Já consolidado no cenário, sempre em turnês, reconhecido e paparicado por onde vai, Jack fica fascinado quando, em busca de uma bebedeira, se depara com Ally em um show de Drag Queens no primeiro bar que vê em sua andança desvairada. O talento magnético e descomunal, escondido para um público remoto e notoriamente cativo, devido ao teor do contexto, em uma viela escura e pouco chamativa de uma metrópole qualquer, atrai. Não é, portanto, um sentimento oportunista, mas tão honesto quanto ele jamais se sentiu em sabe-se lá quantos anos.
Preso numa rotina autodestrutiva, Ally surge como um escapismo que a carreira de rockstar não mais lhe oferece - sendo esta, muito mais, um cárcere lucrativo que o acorrenta a uma idealização celebrizada. Como Gaga observa enquanto os dois trocam intimidade num estacionamento deserto, ele tem de lidar com gente que não o trata como a pessoa que é, que o abordam sem discrição e tiram fotos como fosse um objeto em exposição.
Ela aspira o ar puro do talento que ele, talvez algum dia, tenha visto em si mesmo, mas nunca teve a oportunidade de crescer profissionalmente com seu dom, restringida não pela própria capacidade, e sim pelas tristes demandas estéticas de uma indústria artificial e sanguessuga.

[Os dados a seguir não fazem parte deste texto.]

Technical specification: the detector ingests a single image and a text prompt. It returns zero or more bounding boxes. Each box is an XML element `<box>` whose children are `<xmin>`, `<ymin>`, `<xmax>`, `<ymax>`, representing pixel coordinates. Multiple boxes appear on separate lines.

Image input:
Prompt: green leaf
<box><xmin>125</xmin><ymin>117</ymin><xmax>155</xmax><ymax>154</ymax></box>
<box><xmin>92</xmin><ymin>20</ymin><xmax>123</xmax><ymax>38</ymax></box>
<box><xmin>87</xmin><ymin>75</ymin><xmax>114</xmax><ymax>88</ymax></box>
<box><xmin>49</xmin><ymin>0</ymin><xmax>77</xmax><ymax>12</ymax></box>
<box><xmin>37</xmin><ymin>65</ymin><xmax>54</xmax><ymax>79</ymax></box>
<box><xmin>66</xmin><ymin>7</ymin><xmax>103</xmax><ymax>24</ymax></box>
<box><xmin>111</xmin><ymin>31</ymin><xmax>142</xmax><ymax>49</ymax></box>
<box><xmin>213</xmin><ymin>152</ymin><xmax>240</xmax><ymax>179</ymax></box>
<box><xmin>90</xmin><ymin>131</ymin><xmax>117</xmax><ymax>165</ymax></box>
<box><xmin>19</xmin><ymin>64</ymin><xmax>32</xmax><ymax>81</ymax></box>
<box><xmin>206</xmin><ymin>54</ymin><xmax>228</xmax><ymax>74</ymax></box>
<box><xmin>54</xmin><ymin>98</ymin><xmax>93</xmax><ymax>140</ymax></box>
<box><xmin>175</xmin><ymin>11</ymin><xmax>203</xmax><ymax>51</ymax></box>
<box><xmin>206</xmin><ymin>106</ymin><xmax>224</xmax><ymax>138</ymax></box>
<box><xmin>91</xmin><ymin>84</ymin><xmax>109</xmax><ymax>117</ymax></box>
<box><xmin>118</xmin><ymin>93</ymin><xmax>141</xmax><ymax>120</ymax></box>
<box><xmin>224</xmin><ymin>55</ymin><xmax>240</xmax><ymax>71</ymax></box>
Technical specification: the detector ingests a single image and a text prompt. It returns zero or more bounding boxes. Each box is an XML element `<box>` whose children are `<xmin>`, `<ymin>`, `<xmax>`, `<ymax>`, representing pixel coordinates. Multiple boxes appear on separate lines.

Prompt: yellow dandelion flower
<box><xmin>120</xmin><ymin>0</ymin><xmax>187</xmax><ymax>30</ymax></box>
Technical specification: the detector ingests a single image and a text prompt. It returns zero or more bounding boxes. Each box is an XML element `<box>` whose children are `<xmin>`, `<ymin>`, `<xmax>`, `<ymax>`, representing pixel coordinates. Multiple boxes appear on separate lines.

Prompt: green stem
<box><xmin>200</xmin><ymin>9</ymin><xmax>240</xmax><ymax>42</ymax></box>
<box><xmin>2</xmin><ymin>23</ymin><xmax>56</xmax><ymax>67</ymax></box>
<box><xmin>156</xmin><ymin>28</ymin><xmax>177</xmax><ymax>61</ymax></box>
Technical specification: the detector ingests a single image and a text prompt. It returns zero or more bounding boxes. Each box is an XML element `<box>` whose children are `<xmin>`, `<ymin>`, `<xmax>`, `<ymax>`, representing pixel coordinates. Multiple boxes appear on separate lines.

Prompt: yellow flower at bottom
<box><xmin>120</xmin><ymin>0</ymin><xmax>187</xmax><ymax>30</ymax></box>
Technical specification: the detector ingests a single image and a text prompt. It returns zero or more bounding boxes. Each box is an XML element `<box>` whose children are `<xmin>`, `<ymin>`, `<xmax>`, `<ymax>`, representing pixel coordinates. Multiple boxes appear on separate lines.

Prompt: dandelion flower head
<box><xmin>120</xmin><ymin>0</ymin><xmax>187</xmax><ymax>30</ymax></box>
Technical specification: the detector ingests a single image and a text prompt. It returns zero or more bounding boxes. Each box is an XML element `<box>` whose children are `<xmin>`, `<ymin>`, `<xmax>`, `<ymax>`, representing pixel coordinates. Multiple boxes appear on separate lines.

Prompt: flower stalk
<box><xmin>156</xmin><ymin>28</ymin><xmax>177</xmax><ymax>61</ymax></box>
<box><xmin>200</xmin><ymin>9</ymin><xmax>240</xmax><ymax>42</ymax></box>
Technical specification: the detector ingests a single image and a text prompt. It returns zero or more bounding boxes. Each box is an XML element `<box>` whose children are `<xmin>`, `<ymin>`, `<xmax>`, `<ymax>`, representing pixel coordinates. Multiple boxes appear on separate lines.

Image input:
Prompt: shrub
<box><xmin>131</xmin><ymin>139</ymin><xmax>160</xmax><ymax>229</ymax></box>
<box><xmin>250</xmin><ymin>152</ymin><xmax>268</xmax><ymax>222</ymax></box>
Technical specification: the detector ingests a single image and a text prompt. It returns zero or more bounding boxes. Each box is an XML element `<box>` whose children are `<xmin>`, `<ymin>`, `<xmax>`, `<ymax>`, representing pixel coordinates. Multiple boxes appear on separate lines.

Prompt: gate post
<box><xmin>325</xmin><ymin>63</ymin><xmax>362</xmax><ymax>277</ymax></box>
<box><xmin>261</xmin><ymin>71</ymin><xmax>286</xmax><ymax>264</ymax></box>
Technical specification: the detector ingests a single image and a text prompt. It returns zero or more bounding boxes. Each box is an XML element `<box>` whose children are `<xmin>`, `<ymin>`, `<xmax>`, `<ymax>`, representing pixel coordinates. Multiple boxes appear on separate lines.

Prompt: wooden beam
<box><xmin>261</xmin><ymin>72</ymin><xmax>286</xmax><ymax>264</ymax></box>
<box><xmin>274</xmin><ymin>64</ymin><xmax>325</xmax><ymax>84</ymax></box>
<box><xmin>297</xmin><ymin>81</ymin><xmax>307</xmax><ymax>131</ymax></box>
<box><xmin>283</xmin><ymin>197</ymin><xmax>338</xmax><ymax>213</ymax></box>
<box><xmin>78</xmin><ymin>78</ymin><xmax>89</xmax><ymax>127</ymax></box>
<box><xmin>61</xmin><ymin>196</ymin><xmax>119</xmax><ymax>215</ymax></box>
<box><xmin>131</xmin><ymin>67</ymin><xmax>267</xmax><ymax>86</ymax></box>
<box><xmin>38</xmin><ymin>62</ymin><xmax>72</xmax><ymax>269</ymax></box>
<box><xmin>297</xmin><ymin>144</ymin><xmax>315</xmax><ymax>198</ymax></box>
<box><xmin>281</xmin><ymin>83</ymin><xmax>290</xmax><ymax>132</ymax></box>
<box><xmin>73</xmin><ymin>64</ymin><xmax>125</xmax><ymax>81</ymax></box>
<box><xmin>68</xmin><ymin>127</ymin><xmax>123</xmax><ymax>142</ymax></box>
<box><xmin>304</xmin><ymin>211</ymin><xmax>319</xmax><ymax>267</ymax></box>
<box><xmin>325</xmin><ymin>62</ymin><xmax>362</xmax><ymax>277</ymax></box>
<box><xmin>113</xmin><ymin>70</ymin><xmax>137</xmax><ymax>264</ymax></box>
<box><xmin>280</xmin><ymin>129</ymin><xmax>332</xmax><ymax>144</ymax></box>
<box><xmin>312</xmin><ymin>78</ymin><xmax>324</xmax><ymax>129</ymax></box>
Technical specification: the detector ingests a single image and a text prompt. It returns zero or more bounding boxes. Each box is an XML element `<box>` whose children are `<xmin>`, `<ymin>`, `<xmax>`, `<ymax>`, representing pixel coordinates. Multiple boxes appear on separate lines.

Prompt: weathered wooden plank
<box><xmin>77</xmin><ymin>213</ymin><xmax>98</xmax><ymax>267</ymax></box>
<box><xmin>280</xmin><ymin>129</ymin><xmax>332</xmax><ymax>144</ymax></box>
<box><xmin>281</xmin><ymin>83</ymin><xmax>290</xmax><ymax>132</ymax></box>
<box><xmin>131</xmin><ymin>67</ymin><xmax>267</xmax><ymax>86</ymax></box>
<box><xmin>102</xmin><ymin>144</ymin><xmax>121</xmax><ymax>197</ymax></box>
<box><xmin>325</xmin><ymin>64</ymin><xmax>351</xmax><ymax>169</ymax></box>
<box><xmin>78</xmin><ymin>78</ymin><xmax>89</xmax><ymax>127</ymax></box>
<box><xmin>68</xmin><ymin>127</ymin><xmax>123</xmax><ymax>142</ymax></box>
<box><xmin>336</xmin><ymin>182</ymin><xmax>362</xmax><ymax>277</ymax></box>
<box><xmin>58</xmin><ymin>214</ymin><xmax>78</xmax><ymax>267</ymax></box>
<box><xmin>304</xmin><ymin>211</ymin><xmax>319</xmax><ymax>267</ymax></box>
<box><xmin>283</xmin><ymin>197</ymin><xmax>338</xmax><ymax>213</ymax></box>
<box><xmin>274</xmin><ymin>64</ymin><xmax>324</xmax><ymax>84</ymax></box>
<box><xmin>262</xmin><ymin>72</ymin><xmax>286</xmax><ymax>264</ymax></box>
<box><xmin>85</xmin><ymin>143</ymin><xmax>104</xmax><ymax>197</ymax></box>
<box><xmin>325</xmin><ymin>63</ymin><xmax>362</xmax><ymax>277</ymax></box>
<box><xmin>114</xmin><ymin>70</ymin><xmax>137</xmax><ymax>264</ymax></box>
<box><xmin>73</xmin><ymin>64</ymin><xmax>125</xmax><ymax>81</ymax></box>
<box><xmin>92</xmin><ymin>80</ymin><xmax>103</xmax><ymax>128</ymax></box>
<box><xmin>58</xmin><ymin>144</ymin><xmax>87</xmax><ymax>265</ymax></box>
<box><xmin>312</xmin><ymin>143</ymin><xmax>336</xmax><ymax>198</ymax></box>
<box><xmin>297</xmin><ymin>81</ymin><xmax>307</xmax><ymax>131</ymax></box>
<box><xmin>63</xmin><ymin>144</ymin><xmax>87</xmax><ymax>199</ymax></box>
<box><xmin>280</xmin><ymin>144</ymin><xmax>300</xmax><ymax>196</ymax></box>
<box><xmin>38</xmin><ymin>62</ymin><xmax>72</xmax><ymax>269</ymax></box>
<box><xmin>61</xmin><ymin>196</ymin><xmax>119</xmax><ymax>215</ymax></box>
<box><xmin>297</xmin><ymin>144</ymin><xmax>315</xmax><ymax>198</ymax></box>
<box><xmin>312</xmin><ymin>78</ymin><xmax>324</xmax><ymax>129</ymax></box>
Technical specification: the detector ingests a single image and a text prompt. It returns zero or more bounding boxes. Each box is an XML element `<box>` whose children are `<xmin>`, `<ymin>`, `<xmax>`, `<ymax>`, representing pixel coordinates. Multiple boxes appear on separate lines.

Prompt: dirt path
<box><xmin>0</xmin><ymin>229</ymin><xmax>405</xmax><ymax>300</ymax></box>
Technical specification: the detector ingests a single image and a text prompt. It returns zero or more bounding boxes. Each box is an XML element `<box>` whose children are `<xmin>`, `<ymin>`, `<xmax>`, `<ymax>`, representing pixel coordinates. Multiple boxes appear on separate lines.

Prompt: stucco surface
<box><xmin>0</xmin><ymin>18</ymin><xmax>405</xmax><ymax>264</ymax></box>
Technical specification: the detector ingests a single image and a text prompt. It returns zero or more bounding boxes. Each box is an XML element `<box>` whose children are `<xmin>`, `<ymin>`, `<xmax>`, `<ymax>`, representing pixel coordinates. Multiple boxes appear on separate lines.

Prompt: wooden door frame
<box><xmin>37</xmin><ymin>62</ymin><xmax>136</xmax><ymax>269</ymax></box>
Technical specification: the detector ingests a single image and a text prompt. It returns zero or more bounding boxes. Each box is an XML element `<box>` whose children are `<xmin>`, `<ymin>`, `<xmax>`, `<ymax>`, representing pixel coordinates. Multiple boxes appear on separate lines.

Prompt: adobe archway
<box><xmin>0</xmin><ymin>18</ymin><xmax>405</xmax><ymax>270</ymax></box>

Na decadência de seus hábitos, em decisões inocentes e genuínas vindas de sua paixão, Jack dá o palco para que Ally arrebate com sua voz, mesmo que o público da banda dele em nada tenha a ver com as composições melódicas dela. Evoca a citação inspirada de outro Jack, o Kerouac: "Música é a única verdade". E contra música boa, não se rebate, apenas se deleita.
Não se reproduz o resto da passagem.